Warren Buffett’s two rules of money are simple. #1 Don’t lose money, #2 See rule #1. To that end, it’s been an extremely volatile market to say the least. There is a non-war war going on, oil infrastructure has been destroyed and there may be more to come.
Since I don’t like losing money, I have moved to large cash position, much like Warren Buffett but I like to stay invested and squeeze out income or returns somehow. I generally am thrilled to earn 10% return on an investment and my collar app is helping me do that even during volatile markets.

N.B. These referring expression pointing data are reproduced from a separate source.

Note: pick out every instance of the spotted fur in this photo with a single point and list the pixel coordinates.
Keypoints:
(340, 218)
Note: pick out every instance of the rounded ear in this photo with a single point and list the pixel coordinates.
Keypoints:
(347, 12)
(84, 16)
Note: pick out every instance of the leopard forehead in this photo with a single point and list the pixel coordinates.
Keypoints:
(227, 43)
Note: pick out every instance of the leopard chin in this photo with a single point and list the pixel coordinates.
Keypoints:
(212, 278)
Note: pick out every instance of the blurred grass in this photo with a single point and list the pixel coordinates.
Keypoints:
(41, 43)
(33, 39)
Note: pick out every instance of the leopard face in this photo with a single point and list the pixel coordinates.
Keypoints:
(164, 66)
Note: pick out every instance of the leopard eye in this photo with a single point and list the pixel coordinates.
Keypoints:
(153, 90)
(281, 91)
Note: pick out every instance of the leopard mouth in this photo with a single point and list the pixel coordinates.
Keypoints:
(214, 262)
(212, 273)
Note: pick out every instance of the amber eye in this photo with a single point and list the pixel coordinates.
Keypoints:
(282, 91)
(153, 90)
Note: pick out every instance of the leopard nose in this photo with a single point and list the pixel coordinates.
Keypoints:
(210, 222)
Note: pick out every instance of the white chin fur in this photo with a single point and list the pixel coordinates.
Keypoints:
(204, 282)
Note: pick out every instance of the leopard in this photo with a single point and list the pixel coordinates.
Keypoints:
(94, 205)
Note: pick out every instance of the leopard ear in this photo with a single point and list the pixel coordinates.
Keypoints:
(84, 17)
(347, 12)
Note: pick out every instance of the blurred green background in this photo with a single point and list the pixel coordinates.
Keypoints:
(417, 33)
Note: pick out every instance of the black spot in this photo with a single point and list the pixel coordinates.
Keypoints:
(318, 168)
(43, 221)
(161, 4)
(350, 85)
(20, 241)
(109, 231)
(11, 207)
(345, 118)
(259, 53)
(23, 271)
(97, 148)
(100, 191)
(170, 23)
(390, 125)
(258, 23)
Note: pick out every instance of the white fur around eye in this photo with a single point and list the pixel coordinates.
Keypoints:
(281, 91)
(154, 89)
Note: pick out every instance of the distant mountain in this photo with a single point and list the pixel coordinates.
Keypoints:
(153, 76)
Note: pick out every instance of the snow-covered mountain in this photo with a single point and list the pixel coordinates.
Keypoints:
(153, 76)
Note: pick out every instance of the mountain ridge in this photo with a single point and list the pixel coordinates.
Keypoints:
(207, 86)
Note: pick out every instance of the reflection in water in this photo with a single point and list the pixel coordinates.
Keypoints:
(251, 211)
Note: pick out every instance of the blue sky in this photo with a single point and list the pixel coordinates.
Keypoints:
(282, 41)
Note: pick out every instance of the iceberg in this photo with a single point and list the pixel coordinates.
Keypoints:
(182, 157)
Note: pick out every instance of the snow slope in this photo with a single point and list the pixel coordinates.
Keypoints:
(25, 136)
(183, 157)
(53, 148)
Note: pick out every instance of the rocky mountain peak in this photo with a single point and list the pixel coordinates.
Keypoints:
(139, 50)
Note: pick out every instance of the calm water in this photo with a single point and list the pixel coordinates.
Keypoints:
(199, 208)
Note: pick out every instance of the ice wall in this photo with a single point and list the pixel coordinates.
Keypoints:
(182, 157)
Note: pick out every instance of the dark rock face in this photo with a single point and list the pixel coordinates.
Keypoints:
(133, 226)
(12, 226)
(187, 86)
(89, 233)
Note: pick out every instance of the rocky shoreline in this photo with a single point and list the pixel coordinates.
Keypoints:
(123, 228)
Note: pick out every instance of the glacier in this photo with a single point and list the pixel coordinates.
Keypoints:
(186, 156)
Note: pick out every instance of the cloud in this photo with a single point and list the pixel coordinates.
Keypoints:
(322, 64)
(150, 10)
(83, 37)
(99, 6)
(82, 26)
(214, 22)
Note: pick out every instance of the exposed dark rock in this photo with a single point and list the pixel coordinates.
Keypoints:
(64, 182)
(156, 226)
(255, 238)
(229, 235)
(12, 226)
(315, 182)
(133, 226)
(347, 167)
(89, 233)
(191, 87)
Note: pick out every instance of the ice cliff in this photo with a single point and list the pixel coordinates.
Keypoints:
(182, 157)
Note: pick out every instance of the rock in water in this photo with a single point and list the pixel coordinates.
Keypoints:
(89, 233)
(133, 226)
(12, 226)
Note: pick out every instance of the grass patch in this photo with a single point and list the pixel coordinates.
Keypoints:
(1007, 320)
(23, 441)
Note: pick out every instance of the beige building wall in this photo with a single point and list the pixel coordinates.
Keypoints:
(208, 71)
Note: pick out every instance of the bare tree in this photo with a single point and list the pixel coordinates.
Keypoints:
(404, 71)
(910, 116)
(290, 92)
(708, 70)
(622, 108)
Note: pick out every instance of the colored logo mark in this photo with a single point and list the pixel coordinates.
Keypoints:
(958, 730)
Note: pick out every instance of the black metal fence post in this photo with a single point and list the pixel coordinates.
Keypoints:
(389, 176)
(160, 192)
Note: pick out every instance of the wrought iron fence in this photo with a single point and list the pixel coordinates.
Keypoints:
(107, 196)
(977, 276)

I run the app daily and yesterday gave me the list above for long term collars. I also have output for short term collars and ones specific to ETFs to cover different time horizons and equity instruments. As you can see from the image above, there were slim pickings and it’s been like that for a while. The volatility makes it difficult to find good collars.

I took the plunge and bought 100 shares of Amazon today and sold the March 19 2027 $250 call and bought the March 19 2027 $230 put. Essentially this is a minimal loss trade should Amazon tank but an upside cap close to 10% (annualized) should Amazon continue to rally and grow beyond. This is the first item highlighted in the app output above, I considered the other for higher gains but it also had higher potential losses and in this volatile market, I will take minimal losses versus riskier gains.
The key here is I can always roll the option into the future if I want to keep Amazon and have the right to sell it at $230 if things go badly for Amazon.
I also have collars around NVDA, IBIT, IGV, SLV, GLD, and GNRC and all are providing either minimal to zero losses and/or 10% upside return (annualized).